Zum Verständnis sollen kurz die bestehenden Präventionsebenen definiert werden:
- Primärprävention: Hier geht es darum, dass die gesamte Bevölkerung Zugang zu medizinischem Wissen und medizinischen Kompetenzen erhält, und zwar unabhängig von Geschlecht, Alter, Bildungsstand oder sonstigen Faktoren. Ziel ist ein gesundheitsgerechtes Verhalten der Menschen zu fördern.
- Sekundärprävention: Es liegen bestimmte Risikofaktoren vor, die eine Erkrankung begünstigen (z. B. Rauchen – Lungenerkrankungen, Übergewicht – Diabetes usw.). Eine manifeste Erkrankung besteht aber noch nicht.

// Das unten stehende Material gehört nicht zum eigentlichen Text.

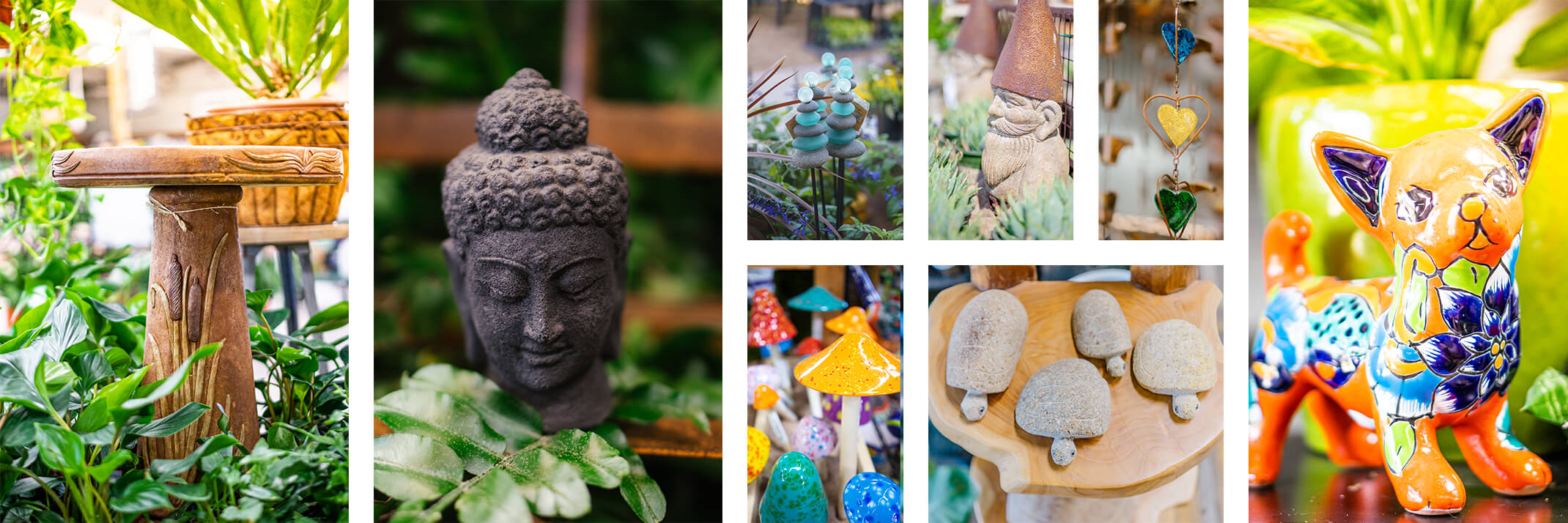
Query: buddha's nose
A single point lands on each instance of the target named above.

- Tertiärprävention: Hier liegt bereits eine Erkrankung vor. Eine Therapie wird in der Regel von Haus- oder Fachärzten im ambulanten Sektor eingeleitet. Somit ist Tertiärprävention bereits Therapie und Rehabilitation im weiteren Sinne.
Ärzte und Prävention
Die Bedeutung von Prävention und Aufklärung hat durch das Präventionsgesetz gegenüber der Kuration auch bei Ärzten einen hohen Stellenwertbekommen. Primärpräventiv sind Ärztinnen und Ärzte noch zu wenig aktiv, da dies im Rahmen des Praxisalltags mit seiner großen Anzahl von Patienten meist nicht möglich ist. Neu ist seit dem Präventionsgesetz, dass Ärzte ihren Patienten nun nicht mehr lediglich das Rezept für Bewegung als Möglichkeit für gezielte Aktivität empfehlen können, sondern nun auch das Muster 36 – die Präventionsempfehlung – in ihrer Praxissoftware zur Verfügung haben, auch wenn diese vermutlich nur den wenigsten bekannt ist ( Abb. 1). Mit dieser Empfehlung können Patienten (nur die gesetzlich Versicherten!) bei ihrer Krankenkasse nachfragen, wo ein empfohlener Präventionskurs stattfindet und was ihm die Kasse bei regelmäßiger Teilnahme teilerstattet.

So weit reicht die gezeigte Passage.